# Offline Equilibrium Finding - OEF
Repository for the submission of NeurIPS Datasets and Benchmarks Track 2022.

# Dataset

The dataset in this repository includes three types of datasets for every game: random dataset, expert dataset and learning dataset. All dataset used in this work are avaiable at https://drive.google.com/drive/folders/1Y4hnkQ8hk2b81lbMaYWu26WTEF3L75FM?usp=sharing. The data entry in dataset is [current_game_state, player_id, legal_actions, action, next_game_state, next_legal_actions, next_player, reward, done, chance_node]. 

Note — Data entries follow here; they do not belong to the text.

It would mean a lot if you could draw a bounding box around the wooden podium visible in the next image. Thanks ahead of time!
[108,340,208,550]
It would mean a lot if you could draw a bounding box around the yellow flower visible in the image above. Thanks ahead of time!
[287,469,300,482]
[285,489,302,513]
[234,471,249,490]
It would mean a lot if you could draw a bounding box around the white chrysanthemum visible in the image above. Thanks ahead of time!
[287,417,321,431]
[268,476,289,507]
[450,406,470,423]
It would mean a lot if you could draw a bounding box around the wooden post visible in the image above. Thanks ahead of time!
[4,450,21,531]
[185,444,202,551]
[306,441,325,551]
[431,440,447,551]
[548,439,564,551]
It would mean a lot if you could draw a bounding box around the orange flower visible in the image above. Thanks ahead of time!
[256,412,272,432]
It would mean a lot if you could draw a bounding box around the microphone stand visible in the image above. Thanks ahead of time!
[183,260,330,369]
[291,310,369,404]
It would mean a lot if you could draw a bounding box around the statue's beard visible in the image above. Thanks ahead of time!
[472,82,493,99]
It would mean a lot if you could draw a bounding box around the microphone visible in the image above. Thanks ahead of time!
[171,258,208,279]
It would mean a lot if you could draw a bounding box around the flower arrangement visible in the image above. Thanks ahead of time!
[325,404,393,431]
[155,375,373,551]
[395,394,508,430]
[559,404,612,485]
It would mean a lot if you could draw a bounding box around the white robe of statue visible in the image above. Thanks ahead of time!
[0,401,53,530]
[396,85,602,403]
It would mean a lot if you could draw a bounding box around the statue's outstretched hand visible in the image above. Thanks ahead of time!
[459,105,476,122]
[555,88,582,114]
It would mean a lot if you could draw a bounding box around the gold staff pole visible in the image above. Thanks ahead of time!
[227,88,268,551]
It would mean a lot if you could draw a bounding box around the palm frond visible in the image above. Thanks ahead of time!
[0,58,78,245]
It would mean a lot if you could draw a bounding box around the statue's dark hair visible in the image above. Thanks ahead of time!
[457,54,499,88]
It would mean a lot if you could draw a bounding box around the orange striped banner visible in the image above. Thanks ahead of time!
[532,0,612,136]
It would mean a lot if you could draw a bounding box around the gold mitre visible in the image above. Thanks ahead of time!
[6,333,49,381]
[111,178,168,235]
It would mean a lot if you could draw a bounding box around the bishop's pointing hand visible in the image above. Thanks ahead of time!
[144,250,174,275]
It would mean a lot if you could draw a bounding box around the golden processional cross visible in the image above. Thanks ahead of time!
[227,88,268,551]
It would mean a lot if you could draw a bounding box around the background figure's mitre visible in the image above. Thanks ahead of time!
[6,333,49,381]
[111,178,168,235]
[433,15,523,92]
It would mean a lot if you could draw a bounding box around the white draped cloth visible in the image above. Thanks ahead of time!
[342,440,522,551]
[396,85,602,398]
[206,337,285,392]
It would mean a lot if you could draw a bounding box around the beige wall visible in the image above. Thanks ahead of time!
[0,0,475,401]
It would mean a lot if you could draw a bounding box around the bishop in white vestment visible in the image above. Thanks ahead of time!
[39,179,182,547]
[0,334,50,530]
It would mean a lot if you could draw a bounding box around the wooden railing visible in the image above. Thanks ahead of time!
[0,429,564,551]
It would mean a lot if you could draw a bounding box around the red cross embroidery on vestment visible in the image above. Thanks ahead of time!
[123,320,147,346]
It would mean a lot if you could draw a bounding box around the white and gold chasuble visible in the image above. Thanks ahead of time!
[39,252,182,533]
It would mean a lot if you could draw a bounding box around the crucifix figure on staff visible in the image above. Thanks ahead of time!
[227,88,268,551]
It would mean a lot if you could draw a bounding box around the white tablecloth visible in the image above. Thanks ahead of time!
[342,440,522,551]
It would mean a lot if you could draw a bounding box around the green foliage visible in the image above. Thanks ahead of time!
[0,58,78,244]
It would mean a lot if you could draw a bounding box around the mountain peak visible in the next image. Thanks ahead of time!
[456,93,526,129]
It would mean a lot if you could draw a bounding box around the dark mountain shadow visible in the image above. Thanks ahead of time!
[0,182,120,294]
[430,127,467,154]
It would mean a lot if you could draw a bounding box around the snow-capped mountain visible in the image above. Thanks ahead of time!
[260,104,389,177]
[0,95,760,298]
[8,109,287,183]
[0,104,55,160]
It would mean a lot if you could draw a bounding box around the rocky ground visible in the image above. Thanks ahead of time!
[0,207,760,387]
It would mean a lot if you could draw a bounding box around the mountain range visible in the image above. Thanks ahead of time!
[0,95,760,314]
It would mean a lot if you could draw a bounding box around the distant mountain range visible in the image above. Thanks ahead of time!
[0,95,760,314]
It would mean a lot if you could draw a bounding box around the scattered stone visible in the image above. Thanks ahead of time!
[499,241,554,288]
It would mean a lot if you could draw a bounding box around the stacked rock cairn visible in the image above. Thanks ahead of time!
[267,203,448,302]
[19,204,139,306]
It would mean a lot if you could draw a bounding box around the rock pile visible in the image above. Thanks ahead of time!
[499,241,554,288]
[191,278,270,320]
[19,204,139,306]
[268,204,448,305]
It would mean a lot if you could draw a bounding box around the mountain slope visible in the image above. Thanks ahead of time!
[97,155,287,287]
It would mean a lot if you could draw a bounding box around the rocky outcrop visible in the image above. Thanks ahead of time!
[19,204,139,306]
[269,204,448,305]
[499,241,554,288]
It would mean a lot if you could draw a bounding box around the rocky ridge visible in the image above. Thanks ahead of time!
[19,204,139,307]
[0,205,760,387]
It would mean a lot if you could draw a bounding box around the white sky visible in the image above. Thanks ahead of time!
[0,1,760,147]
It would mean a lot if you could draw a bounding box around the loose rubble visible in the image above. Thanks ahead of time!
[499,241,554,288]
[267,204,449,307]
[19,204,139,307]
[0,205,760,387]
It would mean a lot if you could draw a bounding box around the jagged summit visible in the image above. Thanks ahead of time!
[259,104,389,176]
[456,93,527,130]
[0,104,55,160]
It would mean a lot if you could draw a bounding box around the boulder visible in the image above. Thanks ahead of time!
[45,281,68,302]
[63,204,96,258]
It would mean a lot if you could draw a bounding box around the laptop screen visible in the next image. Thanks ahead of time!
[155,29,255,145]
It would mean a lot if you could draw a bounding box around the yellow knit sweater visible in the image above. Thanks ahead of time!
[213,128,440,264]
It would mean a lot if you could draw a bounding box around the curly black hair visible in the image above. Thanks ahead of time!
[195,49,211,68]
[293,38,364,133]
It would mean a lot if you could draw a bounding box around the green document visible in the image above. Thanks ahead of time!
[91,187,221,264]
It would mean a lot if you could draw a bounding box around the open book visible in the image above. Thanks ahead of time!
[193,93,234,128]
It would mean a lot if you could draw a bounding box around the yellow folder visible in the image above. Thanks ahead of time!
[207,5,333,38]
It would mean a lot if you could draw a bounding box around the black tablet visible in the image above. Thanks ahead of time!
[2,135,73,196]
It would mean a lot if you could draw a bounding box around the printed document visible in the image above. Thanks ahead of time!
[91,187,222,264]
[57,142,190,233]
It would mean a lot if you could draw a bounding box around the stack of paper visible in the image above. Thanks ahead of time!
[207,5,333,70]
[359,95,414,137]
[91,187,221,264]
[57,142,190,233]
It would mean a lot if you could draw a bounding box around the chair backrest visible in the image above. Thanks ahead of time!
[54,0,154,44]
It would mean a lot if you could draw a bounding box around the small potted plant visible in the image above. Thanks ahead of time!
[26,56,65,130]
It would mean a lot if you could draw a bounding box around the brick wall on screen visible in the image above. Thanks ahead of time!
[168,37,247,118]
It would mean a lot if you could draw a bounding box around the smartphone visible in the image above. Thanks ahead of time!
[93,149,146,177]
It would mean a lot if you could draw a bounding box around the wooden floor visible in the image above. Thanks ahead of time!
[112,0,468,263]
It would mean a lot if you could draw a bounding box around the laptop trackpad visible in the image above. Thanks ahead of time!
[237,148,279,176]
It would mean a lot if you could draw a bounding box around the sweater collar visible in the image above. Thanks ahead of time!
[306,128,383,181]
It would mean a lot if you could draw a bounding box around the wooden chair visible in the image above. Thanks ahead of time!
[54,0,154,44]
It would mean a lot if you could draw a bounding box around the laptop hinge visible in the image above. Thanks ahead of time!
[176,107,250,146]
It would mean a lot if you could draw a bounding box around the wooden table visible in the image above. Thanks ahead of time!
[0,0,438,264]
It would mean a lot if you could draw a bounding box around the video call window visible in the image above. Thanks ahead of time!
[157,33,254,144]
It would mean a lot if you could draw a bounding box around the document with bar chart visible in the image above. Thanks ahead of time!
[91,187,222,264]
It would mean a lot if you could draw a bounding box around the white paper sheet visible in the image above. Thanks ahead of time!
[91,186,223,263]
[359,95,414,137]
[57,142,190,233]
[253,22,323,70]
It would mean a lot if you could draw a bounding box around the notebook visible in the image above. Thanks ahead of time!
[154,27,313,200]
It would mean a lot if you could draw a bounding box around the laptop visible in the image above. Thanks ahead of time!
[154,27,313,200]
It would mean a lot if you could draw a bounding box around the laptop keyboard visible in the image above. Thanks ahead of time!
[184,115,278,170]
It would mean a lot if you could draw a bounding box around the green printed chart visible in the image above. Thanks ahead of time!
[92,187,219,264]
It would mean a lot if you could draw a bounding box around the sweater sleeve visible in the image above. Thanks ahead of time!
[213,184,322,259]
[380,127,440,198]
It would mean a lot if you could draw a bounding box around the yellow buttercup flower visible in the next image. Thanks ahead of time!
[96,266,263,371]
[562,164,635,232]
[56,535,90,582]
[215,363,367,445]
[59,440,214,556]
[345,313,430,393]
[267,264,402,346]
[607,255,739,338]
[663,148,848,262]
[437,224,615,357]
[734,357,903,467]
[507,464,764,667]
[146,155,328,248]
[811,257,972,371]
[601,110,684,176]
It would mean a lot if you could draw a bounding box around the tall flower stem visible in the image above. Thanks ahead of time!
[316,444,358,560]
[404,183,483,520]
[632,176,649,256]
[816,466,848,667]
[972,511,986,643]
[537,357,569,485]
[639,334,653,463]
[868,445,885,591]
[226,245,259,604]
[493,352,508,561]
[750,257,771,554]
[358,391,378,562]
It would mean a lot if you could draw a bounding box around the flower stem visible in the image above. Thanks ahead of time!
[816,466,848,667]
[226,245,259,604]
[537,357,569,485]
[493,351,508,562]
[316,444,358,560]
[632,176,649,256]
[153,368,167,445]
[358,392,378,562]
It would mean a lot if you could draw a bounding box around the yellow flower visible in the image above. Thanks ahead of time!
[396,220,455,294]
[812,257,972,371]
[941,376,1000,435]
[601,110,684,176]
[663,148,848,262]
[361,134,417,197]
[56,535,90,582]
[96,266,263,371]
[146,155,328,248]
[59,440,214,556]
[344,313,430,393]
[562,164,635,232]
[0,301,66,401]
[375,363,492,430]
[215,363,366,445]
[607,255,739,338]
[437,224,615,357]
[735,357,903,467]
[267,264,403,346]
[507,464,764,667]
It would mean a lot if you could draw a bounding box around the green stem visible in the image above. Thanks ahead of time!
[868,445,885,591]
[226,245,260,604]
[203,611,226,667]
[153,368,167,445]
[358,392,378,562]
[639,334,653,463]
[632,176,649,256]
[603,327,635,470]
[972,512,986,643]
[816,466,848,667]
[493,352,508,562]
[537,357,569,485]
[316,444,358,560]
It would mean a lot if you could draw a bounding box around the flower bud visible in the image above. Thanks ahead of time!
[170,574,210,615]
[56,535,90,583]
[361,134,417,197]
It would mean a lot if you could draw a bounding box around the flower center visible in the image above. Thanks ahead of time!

- **current_game_state**: a list of every player's infomation state list
- **player_id**: the player should take actions at curretn game state
- **legal_actions**: the available action set of current game state
- **action**: the selected action
- **next_game_state**: a list of every player's infomation state list after excuting the action
- **next_legal_actions**: the available action set of next game state
- **next_player**: the player should take actions at next game state
- **reward**: the rewards of every player of next game state
- **done**: whether the next game state is a end state
- **chance_node**: whether the next game state is a chance state

We also provide the code used to generate dataset in **generate_dataset** folder, therefore, the offline dataset of other games can be get using the code.
# How to run the code
- Create a virtual python environment
- Install the requirement packages in the `requirements.txt`
- **Behavior Cloning Algorithm**: run the `train_bc_policy.py` file to get the behavior cloning policy by modifying the game and corresponding dataset in that file
- **Model-based Algorithm**: first run the `train_env_model.py` file to train the environment model by modifying the game and corresponding dataset in that file and then run OEF-CFR or OEF-PSRO algorithm to get the model-based policy based on the trained environment model
- **OEF-CFR**: run the `run_mb_deep_cfr.py` file in the **oef_cfr** folder to run OEF-CFR algorithm on the trained environment model
- **OEF-PSRO**: run the `run_mb_psro.py` file in the **oef_psro** folder to run OEF-PSRO algorithm on the trained environment model
- **OEF-JSPRO**: run the `run_mb_jpsro.py`file in the **oef_jpsro** folder to tun OEF-JPSRO algorithm on the trained environment model
- **BC+MB**: run the `combine_bc_mb.py` file to find proper weights for the behavior cloning policy and the model-based policy to get a best combination policy.